Pipa: Ich war noch am Montag in Berlin, und der Herr Weise ist dort gefragt worden, ob er den Abgeordneten garantieren kann, dass Leistungsempfänger - also wir reden ja nicht über Maschinen wie bei TollCollect, wir reden ja über Menschen - und der Herr Weise ist gefragt worden, können sie garantieren, dass ab 1.1.2005 die Menschen ihre Leistung bekommen - 3,5 Millionen Bürger. Er konnte die Zusage eben nicht machen, und ich rechne damit, dass das ein Riesenchaos gibt, weil wir dann ein Gesetz hätten und weiterhin zwei Zuständigkeiten. Die Einen zahlen dann eine Leistung, 345 Euro im Monat, aus und die anderen, das heißt wir, sind zuständig für die Dinge wie zum Beispiel Miete, wir sind zuständig für einmalige Beihilfen und so weiter. Das heißt, das Gesetz schafft Bürokratie eben nicht ab, sondern baut zusätzlich welche auf.
Durak: Der Bundeswirtschaftsminister überlegt ja, den Kommunen und Landkreisen doch mehr Geld für die Mietzuschüsse zur Verfügung zu stellen, erst waren von 2,5 Milliarden die Rede, nun denkt er daran, zwei Milliarden nachzuschieben, reicht das? Was denken sie?

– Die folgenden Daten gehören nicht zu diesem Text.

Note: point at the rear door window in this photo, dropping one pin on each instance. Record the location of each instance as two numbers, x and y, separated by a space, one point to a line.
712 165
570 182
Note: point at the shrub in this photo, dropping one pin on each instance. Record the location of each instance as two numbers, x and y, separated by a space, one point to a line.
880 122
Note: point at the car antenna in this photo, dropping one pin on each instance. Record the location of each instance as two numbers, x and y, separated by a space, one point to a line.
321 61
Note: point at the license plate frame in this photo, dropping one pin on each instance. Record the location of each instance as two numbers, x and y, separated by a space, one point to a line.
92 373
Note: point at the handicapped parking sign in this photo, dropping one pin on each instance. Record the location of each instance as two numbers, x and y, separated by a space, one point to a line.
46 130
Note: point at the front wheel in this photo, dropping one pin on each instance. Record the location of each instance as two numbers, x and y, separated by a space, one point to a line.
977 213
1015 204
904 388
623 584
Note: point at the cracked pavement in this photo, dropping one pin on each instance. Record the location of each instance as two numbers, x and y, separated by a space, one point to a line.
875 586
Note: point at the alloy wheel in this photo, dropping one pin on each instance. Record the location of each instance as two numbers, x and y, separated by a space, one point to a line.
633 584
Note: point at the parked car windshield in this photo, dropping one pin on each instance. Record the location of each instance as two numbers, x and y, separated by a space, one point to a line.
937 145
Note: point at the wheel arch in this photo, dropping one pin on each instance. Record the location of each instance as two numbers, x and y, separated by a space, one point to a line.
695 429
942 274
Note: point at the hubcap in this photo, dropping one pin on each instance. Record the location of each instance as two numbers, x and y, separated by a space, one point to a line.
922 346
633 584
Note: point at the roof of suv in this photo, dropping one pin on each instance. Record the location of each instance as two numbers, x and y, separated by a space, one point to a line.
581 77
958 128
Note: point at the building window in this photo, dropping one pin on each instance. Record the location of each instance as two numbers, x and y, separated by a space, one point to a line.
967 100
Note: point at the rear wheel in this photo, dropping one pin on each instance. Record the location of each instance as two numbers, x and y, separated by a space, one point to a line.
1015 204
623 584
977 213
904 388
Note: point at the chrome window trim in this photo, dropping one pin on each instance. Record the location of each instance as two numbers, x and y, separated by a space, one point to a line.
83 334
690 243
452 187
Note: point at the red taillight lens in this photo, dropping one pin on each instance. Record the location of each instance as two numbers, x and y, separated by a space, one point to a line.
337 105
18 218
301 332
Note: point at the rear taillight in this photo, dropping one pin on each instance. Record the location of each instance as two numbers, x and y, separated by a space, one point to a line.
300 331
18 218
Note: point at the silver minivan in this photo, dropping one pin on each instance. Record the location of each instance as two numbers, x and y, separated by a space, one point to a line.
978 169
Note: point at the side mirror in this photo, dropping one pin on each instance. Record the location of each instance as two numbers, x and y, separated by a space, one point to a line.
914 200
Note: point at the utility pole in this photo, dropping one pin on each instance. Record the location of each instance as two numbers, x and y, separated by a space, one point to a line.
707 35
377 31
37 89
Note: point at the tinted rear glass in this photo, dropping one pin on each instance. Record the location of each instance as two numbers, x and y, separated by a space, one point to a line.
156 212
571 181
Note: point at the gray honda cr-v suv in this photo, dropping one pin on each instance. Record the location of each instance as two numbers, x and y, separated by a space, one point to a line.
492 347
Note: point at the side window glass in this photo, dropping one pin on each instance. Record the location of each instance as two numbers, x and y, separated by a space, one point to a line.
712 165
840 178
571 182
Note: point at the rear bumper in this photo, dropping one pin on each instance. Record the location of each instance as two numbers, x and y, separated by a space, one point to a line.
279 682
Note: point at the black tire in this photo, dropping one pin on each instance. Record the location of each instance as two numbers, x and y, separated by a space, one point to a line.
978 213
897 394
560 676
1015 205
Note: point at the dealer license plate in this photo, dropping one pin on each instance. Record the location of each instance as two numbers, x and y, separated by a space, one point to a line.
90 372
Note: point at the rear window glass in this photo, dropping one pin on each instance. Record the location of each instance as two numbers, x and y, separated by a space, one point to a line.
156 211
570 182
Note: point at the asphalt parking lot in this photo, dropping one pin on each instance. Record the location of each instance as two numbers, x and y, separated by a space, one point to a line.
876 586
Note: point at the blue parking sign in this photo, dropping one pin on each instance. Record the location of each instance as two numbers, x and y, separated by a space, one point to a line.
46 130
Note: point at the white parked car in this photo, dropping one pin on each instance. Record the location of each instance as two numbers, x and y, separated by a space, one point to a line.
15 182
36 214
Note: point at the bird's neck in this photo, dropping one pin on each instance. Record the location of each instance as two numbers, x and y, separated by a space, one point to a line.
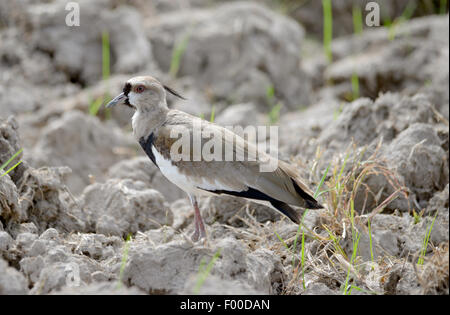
146 122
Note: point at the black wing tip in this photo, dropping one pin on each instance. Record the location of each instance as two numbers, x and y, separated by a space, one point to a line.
173 92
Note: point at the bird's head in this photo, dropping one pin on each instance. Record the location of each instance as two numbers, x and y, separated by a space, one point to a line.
143 93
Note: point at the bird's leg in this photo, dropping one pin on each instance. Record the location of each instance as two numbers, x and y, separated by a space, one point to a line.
200 231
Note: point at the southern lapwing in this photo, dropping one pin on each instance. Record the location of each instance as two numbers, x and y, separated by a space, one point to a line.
157 128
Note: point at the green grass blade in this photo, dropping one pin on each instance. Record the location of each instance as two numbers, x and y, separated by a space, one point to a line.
281 240
106 65
442 7
316 193
124 260
425 242
355 249
355 86
303 259
177 55
357 20
15 165
213 113
370 241
327 28
203 274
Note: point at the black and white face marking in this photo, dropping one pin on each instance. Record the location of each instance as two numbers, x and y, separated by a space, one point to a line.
126 91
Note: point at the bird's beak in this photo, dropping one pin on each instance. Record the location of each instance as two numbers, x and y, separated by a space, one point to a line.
119 99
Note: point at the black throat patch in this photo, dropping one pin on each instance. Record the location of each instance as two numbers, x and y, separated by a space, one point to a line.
147 147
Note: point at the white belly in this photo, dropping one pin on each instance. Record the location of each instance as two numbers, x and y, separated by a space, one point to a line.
193 186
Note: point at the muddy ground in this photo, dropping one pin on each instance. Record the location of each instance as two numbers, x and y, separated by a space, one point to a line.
375 116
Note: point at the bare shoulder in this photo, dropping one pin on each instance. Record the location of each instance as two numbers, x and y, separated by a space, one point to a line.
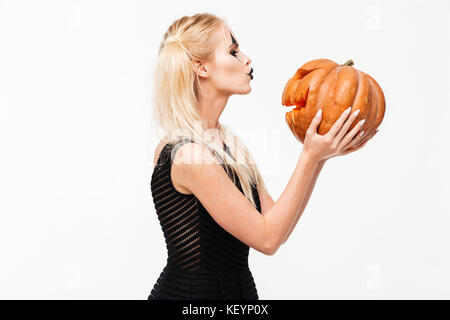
158 150
193 163
196 169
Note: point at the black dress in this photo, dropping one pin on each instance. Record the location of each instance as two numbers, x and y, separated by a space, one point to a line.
203 260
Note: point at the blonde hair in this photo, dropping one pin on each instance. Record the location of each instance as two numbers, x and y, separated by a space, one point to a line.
176 94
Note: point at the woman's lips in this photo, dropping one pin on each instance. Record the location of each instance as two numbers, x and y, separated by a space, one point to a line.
250 73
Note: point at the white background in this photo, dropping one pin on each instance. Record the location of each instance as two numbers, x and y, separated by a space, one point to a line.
77 219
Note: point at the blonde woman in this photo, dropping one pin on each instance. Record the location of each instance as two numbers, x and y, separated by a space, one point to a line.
208 193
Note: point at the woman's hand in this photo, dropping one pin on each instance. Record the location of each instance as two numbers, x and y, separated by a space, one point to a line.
336 141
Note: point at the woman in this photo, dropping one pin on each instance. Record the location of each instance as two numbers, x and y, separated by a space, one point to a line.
209 195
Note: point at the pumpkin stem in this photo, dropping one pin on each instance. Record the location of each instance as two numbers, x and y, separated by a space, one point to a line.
348 63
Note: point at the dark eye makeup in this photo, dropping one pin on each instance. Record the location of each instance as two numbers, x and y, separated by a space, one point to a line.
234 52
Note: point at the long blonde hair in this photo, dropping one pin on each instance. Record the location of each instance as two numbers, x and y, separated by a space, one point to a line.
176 94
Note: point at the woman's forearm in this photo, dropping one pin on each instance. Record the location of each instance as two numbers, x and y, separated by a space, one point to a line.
305 201
281 216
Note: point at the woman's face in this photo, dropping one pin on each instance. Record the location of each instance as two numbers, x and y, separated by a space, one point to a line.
229 71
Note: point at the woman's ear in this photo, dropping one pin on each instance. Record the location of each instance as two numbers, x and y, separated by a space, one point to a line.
200 69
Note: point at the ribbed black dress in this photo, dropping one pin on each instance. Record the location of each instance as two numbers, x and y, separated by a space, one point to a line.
203 260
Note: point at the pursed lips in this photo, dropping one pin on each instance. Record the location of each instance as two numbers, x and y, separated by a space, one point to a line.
251 73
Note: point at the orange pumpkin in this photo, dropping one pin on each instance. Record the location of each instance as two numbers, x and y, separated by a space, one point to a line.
324 84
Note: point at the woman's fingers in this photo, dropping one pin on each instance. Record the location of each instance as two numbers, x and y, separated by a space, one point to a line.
346 125
349 136
338 124
312 129
353 149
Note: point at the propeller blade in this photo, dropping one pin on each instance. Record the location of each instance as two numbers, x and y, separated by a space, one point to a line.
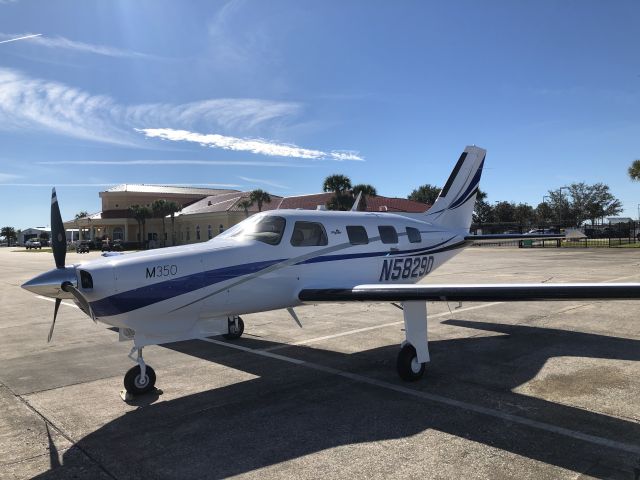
58 235
68 287
55 314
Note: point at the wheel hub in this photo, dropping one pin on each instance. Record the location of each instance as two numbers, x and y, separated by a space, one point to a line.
415 365
141 382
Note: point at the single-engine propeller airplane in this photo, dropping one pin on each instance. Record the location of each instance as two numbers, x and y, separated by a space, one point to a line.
284 258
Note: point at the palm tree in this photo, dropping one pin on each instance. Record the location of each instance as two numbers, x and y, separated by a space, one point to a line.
159 209
140 213
259 196
245 204
340 185
367 191
634 170
9 233
79 215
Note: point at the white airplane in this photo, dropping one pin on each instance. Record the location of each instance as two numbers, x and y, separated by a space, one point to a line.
284 258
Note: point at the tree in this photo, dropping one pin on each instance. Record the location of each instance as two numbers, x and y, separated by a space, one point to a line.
504 212
245 204
482 211
543 213
140 213
583 202
634 170
79 215
160 208
426 194
367 191
340 185
259 196
9 233
524 214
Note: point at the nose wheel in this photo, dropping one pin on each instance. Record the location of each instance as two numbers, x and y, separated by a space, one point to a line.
408 366
236 328
141 378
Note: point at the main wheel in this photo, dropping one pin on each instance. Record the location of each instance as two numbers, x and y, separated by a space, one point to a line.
135 384
235 330
408 366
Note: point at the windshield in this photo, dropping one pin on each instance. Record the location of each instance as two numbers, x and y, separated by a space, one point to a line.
266 228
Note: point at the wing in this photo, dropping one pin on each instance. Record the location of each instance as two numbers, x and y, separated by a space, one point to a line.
474 292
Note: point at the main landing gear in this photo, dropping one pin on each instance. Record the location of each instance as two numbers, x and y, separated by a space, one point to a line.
141 378
236 328
414 351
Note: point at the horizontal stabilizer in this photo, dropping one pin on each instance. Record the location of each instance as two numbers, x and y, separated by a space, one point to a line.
475 293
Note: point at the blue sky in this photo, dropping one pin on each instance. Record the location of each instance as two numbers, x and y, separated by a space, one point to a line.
277 95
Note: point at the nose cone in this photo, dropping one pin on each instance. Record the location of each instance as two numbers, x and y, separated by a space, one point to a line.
49 284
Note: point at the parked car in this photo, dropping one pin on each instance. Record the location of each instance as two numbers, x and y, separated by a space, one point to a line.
33 243
83 247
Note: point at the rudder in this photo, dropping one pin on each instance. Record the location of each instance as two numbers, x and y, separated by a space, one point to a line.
454 206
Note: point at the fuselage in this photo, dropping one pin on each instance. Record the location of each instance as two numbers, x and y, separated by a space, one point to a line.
261 264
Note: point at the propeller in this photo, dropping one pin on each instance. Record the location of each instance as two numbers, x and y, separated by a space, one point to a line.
59 247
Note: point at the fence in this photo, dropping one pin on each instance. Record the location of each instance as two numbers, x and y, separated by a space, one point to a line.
626 234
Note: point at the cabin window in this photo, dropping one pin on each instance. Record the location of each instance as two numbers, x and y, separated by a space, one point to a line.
414 235
268 229
357 235
308 234
388 234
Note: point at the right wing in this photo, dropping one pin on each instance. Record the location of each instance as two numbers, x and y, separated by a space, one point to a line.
474 292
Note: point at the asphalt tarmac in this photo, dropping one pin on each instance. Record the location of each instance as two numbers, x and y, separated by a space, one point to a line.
514 390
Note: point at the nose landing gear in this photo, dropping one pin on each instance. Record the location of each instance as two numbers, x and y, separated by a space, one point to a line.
236 328
141 378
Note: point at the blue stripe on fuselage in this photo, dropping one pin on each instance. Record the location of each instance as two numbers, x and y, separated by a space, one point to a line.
144 296
158 292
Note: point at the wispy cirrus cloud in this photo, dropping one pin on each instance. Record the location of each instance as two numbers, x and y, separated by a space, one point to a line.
8 176
263 182
33 104
15 39
58 42
257 146
245 163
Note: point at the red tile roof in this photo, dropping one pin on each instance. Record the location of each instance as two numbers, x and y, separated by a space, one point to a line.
374 204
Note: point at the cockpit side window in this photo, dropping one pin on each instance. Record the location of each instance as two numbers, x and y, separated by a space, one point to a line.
267 229
308 234
357 235
388 234
414 235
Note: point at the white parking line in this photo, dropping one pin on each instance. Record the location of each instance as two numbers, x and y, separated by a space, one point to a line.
375 327
547 427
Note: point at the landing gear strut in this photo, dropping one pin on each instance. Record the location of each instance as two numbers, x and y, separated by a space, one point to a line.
141 378
414 353
236 328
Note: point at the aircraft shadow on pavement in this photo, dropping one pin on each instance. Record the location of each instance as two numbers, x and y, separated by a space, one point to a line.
288 411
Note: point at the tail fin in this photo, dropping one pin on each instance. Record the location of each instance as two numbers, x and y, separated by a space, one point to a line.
454 206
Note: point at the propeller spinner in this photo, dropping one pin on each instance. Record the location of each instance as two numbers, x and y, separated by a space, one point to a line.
61 282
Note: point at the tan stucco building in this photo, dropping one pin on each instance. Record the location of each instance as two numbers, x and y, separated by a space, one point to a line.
205 213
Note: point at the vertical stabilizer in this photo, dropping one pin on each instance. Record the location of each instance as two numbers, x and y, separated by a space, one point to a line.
454 206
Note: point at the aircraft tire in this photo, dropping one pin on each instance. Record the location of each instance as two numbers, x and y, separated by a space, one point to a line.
132 380
407 364
235 335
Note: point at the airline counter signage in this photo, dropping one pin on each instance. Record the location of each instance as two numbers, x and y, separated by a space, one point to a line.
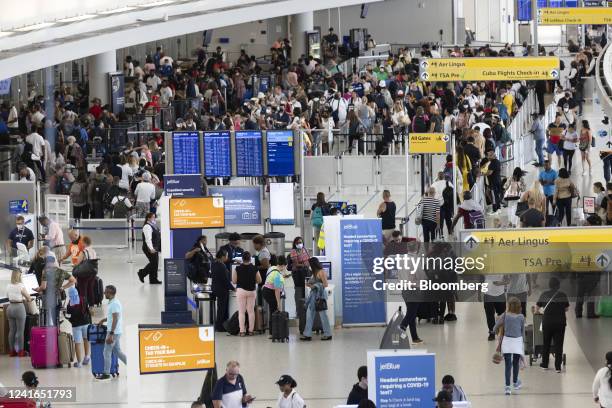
165 349
422 143
489 69
574 15
540 250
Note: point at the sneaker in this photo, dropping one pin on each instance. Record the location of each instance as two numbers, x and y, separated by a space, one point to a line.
517 385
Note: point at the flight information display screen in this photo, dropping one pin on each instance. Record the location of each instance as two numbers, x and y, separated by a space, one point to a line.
249 154
279 144
217 159
186 152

Pipa: Also uns wurde versprochen, dass wir entlastet werden. Ich habe das im Übrigen nie gefordert, die hätten uns weder belasten sollen noch entlasten, aber uns wurde zugesagt, wir werden entlastet. Nun kommt heraus, wir werden nicht entlastet, wir werden belastet. Nun, was wird in Deutschland gemacht, wenn ein Problem besteht, es wird eine Arbeitsgruppe eingesetzt. Nur wir haben schon in wenigen Minuten hier berechnet, und auch andere Kollegen, wie der Kollege Ude in München, wir werden durch Hartz IV zusätzlich belastet. Das ist doch ein Treppenwitz! Da soll mir Herr Clement nicht ankündigen, dass irgendwas nachgerechnet wird, er soll lieber das tun, was er uns versprochen hat, nämlich uns zu entlasten, obwohl ich ja schon zufrieden wäre, wenn er uns weder belastet noch entlastet.
Durak: Wir wollen das gern mit diesem Interview weitergeben. Danke schön, Erich Pipa war das, SPD-Mitglied und Sozialdezernent im Main-Kinzig-Kreis mit einem Beispiel, dass es anders gehen kann, Hartz IV ist falsch, sagt er, vielen Dank für das Gespräch.